![](http://static1.squarespace.com/static/5576f1c0e4b08f31a497b582/t/5576fcf6e4b0a6d0afa92d0f/1527185421758/)

**ABOUT PASSNYC**

PASSNYC is a not-for-profit organization that facilitates a collective impact that is dedicated to broadening educational opportunities for New York City's talented and underserved students. New York City is home to some of the most impressive educational institutions in the world, yet in recent years, the City’s specialized high schools - institutions with historically transformative impact on student outcomes - have seen a shift toward more homogeneous student body demographics.

PASSNYC uses public data to identify students within New York City’s under-performing school districts and, through consulting and collaboration with partners, aims to increase the diversity of students taking the Specialized High School Admissions Test (SHSAT). By focusing efforts in under-performing areas that are historically underrepresented in SHSAT registration, we will help pave the path to specialized high schools for a more diverse group of students.

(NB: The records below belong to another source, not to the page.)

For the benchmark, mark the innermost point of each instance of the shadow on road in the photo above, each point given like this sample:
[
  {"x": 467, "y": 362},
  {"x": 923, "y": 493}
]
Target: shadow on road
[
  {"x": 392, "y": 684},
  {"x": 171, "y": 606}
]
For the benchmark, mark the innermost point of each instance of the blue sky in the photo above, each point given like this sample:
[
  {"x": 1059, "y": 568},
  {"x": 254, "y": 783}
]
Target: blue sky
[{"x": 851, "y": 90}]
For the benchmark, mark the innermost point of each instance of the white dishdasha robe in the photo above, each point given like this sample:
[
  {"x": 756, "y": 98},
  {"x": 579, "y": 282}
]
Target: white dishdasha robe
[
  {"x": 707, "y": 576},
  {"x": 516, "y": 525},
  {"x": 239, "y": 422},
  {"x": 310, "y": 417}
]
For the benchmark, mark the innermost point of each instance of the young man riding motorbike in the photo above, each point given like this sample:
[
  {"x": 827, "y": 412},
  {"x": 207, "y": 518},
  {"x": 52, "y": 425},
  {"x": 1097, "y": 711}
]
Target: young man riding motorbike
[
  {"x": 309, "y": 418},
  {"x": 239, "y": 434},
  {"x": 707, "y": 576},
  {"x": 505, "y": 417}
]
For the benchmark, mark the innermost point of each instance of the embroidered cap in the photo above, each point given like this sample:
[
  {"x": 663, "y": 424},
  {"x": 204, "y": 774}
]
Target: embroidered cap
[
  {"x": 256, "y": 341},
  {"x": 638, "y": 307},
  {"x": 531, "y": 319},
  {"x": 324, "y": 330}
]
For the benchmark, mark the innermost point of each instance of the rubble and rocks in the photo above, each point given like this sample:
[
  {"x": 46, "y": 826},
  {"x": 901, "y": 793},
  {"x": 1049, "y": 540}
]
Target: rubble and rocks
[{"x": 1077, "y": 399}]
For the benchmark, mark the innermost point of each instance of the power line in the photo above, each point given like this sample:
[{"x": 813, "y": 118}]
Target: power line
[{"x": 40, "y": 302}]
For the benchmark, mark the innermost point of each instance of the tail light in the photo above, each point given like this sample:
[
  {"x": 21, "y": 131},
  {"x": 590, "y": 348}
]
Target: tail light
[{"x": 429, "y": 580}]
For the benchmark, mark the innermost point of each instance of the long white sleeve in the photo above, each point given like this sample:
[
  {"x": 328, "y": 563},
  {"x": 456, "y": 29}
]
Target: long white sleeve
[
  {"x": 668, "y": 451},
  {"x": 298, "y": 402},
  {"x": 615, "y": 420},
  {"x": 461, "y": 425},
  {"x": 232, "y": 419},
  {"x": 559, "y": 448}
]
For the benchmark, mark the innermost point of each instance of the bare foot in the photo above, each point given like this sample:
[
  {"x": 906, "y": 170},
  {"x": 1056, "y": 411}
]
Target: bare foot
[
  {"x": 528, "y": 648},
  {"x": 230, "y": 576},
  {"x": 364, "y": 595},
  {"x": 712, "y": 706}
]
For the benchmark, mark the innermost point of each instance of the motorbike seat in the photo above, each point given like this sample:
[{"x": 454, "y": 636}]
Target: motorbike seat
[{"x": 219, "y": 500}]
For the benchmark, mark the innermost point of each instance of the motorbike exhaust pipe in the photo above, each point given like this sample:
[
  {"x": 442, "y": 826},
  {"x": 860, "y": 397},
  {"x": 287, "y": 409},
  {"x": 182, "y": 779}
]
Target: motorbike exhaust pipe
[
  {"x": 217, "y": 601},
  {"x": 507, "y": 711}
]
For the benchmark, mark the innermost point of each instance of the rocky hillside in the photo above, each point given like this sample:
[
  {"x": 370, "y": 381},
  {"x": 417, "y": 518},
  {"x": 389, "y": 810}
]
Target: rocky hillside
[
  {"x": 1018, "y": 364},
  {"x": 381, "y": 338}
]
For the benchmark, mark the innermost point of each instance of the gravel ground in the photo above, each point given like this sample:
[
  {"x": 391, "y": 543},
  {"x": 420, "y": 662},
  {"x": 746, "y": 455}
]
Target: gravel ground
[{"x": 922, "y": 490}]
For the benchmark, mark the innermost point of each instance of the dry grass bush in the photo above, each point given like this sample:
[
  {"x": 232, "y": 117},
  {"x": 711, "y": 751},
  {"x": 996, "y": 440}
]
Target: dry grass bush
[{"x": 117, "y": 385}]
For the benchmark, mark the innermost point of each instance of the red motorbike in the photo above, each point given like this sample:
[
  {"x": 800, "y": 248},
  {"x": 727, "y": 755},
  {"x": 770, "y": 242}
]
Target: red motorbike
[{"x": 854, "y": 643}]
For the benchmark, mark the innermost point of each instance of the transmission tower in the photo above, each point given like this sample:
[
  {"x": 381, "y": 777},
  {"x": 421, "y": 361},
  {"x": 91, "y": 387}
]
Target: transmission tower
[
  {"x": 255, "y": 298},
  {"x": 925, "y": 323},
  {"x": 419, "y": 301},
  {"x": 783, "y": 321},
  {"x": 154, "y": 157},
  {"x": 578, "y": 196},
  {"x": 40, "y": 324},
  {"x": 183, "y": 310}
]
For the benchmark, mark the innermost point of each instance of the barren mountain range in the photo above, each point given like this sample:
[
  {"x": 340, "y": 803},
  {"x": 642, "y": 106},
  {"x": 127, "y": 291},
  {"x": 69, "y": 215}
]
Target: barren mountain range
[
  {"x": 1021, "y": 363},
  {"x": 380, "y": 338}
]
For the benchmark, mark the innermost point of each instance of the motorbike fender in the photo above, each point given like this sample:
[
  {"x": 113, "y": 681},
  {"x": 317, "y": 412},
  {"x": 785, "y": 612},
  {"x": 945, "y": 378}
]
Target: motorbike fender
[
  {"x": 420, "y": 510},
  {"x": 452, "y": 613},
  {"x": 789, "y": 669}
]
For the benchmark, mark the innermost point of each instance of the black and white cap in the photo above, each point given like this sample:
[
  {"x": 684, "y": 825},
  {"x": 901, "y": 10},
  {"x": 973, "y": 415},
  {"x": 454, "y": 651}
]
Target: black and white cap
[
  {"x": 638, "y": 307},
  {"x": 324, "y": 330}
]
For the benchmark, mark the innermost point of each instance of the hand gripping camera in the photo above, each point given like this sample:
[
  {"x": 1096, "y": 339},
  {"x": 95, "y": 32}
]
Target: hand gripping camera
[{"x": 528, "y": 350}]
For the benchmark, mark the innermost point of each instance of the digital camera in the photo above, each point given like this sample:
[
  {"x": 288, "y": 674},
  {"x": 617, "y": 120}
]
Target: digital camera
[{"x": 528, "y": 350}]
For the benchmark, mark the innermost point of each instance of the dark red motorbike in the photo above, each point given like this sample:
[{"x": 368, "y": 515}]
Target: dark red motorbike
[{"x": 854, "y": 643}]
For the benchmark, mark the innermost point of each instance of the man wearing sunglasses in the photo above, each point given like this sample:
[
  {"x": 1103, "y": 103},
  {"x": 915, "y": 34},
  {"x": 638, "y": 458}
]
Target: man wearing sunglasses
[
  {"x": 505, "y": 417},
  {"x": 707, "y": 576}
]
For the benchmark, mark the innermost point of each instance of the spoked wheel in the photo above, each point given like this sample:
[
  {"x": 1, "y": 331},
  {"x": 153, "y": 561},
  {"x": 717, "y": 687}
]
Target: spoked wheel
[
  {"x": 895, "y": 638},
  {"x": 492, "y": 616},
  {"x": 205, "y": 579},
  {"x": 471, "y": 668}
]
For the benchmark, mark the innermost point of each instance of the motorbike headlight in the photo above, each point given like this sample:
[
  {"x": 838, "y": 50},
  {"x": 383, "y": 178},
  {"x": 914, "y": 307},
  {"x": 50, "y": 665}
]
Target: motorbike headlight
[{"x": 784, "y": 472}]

![](https://img.huffingtonpost.com/asset/5a9dc61c1f000052001693d6.jpeg?ops=scalefit_950_800_noupscale)

**PROBLEM STATEMENT**

PASSNYC and its partners provide outreach services that improve the chances of students taking the SHSAT and receiving placements in these specialized high schools. The current process of identifying schools is effective, but PASSNYC could have an even greater impact with a more informed, granular approach to quantifying the potential for outreach at a given school. Proxies that have been good indicators of these types of schools include data on English Language Learners, Students with Disabilities, Students on Free/Reduced Lunch, and Students with Temporary Housing.

Part of this challenge is to assess the needs of students by using publicly available data to quantify the challenges they face in taking the SHSAT. The best solutions will enable PASSNYC to identify the schools where minority and underserved students stand to gain the most from services like after school programs, test preparation, mentoring, or resources for parents. 

**What exactly is the SHSAT examination??**

![](https://kentprep.com/wp-content/uploads/2018/04/SHSAT_2018_header.jpg)

**
The Specialized High Schools Admissions Test (SHSAT) is an examination administered to eighth and ninth grade students residing in New York City and used to determine admission to all but one of the city's nine Specialized High Schools.**

**Some Key points regarding the current scenario of students admittance to the city's nine Specialized High Schools**
*  Only 10 percent of New York City’s public school students who are black or Latino received offers to attend a specialized high school last year, even though 67 percent of New York public school students are black or Latino.
*  Asians make up 62 percent of students at specialized high schools and white students make up 24 percent, though only 16 percent of public school students are Asian and 15 percent are white.
Source : [here](https://www.nytimes.com/2018/06/21/nyregion/what-is-the-shsat-exam-and-why-does-it-matter.html)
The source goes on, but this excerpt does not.